# Discovering older music



## guitarman2 (Aug 25, 2006)

Have you ever just discovered an artist or band from 10, 20, 30 years ago. A band or an artisit that you wonder how they ever slipped past your radar. I recently started doing a cover of "Ramblin Man" as its one of my favourite songs and one of only a couple songs I know of the Allman Brothers. So this weekend I started youtubing allman brothers and was blown away. I'll be picking up the 4 CD box set Dreams and "Seven Turns". Its mistifying I haven't been listening to this band all my life.


----------



## greco (Jul 15, 2007)

A friend of mine gave me a CD by "Spooky Tooth" to listen to.

Their music is SO varied and I'm enjoying it...here is a sample:

[video=youtube;DkOkPCFzcnI]http://www.youtube.com/watch?v=DkOkPCFzcnI[/video]

Cheers

Dave


----------



## traynor_garnet (Feb 22, 2006)

Yep, Queens of the Stone Age (ended up buying everything) and Talking Heads (knew their hits,ended up buying everything).
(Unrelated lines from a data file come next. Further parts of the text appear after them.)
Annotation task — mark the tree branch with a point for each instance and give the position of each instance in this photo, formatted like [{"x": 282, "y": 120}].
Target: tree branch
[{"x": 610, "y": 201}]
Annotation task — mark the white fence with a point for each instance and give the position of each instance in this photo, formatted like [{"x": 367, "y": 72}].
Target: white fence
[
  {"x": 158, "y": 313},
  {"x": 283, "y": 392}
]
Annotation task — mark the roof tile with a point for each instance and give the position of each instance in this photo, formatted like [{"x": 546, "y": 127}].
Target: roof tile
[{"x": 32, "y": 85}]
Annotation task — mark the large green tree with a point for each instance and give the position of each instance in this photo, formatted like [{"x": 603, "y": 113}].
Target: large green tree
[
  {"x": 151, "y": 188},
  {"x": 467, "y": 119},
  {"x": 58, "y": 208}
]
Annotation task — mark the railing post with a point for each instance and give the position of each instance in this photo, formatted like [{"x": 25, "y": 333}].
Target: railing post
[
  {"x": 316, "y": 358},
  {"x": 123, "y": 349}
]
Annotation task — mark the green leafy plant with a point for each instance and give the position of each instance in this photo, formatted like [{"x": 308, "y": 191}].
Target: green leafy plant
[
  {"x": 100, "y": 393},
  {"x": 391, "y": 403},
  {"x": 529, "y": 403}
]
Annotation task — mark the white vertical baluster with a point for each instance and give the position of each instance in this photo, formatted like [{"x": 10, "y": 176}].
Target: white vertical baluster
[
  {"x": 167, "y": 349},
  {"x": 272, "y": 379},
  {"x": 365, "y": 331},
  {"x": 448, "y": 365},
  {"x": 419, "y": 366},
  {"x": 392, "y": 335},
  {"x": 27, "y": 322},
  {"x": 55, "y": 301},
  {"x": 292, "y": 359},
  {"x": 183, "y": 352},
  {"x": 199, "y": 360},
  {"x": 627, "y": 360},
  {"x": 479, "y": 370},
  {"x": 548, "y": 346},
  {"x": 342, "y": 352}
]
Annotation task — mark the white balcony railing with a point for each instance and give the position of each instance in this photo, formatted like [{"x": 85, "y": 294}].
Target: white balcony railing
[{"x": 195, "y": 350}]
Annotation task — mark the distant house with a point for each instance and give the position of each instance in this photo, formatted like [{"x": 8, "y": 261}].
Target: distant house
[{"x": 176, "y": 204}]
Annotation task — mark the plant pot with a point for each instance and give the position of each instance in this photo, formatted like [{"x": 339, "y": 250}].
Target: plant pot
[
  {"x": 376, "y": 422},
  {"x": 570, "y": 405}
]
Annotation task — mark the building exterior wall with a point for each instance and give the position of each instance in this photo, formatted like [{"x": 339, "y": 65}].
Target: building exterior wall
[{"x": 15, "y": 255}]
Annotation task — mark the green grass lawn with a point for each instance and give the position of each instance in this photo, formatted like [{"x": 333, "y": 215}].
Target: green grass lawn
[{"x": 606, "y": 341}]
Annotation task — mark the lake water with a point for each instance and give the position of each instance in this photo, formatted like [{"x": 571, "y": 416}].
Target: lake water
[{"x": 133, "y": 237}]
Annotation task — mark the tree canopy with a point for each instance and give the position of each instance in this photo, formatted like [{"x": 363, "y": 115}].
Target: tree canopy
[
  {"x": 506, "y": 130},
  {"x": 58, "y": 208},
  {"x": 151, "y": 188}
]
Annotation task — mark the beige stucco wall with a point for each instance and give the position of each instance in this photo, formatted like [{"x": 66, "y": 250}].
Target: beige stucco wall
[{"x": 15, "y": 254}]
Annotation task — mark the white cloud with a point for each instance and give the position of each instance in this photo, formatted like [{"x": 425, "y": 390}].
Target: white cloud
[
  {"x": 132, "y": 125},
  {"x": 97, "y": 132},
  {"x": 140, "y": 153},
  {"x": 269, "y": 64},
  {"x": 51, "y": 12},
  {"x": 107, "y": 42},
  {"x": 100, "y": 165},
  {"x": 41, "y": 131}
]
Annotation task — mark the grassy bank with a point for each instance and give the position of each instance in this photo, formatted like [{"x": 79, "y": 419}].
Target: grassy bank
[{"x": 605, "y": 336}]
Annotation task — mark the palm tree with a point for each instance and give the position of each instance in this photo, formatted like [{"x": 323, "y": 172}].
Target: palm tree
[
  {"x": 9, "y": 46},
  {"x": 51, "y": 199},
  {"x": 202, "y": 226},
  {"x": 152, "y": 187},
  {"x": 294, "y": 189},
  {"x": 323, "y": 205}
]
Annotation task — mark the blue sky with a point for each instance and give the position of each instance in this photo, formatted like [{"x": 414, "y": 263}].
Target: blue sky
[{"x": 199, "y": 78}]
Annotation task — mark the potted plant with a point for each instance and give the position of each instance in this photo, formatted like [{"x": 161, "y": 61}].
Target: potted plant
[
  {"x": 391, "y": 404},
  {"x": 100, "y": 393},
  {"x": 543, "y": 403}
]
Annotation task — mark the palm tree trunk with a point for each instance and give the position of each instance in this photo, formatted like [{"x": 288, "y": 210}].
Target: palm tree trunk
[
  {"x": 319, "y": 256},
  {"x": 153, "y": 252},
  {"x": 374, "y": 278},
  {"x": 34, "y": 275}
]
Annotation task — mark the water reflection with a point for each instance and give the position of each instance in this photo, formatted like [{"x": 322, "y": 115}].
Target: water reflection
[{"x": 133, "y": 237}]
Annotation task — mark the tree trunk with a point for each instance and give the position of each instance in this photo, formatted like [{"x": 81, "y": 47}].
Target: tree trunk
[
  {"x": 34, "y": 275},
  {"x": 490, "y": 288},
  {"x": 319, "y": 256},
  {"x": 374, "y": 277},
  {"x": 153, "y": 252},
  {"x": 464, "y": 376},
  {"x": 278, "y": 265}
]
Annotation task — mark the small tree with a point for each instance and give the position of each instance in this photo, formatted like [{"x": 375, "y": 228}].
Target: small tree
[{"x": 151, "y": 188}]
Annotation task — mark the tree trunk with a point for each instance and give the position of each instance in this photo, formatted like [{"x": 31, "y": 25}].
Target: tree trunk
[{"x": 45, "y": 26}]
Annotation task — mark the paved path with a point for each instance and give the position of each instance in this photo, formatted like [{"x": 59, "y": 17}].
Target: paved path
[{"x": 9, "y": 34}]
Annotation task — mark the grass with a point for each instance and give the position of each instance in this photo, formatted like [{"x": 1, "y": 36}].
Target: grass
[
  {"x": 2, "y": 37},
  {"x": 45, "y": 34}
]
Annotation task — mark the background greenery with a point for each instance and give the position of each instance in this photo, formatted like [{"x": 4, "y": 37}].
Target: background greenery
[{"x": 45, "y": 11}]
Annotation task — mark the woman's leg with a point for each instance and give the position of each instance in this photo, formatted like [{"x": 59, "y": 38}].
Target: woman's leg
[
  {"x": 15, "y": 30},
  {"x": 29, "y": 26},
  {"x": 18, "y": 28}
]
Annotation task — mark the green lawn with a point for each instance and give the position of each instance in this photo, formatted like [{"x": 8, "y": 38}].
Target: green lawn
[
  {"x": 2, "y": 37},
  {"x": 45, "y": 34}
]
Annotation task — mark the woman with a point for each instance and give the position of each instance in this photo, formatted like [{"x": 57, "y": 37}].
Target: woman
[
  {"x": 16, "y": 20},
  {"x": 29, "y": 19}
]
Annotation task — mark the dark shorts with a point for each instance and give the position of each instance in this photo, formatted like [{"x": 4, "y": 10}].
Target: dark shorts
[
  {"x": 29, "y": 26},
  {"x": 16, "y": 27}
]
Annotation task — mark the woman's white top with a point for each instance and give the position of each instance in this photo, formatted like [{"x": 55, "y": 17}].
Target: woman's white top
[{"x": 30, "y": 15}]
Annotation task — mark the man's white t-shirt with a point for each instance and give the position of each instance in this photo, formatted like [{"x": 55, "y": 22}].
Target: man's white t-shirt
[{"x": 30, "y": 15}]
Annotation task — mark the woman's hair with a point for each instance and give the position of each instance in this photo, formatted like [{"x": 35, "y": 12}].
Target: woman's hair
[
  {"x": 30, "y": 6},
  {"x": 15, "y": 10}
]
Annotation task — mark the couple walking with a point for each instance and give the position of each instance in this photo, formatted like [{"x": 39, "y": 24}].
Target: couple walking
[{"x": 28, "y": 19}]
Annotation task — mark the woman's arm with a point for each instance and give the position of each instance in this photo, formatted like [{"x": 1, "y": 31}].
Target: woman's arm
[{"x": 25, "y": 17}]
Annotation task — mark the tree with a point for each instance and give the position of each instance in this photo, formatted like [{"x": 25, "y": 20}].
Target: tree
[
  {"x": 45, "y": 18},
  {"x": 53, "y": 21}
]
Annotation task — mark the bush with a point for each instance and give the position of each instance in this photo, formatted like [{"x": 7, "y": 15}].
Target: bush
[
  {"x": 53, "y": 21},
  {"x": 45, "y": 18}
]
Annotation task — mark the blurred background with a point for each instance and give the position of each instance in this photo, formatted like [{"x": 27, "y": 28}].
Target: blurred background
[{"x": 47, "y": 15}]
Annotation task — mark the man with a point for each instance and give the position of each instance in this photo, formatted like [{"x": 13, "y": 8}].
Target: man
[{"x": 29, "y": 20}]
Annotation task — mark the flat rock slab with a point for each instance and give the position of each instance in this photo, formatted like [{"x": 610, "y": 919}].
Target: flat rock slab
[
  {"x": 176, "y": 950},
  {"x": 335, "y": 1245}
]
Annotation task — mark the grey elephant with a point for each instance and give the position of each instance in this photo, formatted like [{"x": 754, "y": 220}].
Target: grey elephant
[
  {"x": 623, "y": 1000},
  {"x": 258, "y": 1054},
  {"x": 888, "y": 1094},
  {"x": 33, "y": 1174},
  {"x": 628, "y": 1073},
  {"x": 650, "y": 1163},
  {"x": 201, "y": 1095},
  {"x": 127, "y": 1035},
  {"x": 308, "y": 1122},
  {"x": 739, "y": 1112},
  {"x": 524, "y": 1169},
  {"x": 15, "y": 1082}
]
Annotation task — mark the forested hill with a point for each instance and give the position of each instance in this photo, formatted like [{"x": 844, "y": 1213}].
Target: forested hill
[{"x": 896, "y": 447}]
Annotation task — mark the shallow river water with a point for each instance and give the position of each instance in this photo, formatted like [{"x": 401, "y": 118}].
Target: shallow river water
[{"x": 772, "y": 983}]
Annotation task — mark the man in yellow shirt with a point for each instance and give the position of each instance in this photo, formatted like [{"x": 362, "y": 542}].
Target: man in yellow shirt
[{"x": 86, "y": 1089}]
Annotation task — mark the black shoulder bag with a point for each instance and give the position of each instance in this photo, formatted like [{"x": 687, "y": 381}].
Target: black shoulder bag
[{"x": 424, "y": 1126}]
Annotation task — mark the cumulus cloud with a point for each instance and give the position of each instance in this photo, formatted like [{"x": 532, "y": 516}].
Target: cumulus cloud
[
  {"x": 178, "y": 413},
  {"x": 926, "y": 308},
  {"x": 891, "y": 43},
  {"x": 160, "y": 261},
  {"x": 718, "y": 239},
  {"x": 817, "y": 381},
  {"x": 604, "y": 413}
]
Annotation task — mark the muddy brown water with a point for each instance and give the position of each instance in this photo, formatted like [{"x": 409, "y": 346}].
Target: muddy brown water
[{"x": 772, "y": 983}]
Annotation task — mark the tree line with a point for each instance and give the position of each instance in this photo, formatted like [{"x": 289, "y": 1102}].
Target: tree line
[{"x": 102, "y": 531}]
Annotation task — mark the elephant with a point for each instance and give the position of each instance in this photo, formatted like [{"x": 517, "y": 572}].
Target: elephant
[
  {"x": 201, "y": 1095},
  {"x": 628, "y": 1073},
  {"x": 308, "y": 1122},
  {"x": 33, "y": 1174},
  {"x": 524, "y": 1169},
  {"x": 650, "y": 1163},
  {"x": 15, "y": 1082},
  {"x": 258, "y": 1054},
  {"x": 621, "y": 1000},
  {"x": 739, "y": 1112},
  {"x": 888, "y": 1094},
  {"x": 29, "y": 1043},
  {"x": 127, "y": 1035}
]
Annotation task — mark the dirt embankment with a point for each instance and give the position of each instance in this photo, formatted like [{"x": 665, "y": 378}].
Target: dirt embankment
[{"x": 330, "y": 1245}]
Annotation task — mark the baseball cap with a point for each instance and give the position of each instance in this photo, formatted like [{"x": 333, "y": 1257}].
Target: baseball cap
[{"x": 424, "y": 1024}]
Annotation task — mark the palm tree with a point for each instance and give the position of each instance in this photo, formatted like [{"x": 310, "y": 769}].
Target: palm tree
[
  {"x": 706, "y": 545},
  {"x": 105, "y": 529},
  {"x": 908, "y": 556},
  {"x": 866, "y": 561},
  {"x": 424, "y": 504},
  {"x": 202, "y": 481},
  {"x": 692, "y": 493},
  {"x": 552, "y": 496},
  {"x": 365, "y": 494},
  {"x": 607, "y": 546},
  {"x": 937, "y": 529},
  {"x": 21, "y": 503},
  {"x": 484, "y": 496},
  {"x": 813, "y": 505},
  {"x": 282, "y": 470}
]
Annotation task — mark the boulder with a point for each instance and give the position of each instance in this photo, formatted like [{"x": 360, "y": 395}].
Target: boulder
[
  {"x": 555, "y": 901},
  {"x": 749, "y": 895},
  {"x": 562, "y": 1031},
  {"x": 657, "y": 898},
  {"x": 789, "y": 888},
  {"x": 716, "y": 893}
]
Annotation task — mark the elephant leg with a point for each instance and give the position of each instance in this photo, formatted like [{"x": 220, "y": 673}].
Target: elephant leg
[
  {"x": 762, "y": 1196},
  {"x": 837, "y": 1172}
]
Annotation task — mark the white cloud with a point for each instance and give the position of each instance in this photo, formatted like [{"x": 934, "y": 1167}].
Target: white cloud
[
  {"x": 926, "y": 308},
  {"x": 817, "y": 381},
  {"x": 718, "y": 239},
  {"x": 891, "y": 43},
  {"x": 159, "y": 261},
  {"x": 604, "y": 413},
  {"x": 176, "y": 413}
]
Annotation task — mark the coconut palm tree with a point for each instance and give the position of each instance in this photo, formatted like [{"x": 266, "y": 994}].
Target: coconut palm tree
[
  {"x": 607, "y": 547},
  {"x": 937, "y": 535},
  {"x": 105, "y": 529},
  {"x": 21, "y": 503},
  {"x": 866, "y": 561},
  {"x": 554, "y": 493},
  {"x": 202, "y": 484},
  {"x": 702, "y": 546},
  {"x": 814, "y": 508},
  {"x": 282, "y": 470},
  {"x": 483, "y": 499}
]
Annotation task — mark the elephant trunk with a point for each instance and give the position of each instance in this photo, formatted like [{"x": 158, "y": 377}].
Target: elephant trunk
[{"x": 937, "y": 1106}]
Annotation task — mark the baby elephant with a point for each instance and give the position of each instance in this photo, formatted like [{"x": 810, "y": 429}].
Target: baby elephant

Right now I am doing the same type of thing with Luke Doucet because I absolutely love most of the first Whitehorse album (second one just released this week and currently on my wish list).

TG


----------



## guitarman2 (Aug 25, 2006)

greco said:


> A friend of mine gave me a CD by "Spooky Tooth" to listen to.
> 
> Their music is SO varied and I'm enjoying it...here is a sample:
> 
> ...



I've never heard of them but thats a great song. Sort of Zepplinesque


----------



## 4345567 (Jun 26, 2008)

__________


----------



## sulphur (Jun 2, 2011)

I became a Tom Petty fan after I picked up Full Moon Fever.
After that, I researched his back collection of music with the Heartbreakers.
Big fan ever since.

Same when Back in Black came out.
It prompted me to find all about the band and the older stuff with Bon.


----------



## bw66 (Dec 17, 2009)

I've recently been turned on to Bill Withers. Like some others listed here, I knew a couple of tunes that have been played to death, but had no idea the depth of his catalogue.


----------



## shoretyus (Jan 6, 2007)

I just discovered Curley Bridges today .....


----------



## Krelf (Jul 3, 2012)

greco said:


> A friend of mine gave me a CD by "Spooky Tooth" to listen to.
> 
> Their music is SO varied and I'm enjoying it...here is a sample:
> 
> ...


You have to hear their version of "I am the Walrus." I prefer it to the Beatles version in a lot of ways. Its much heavier.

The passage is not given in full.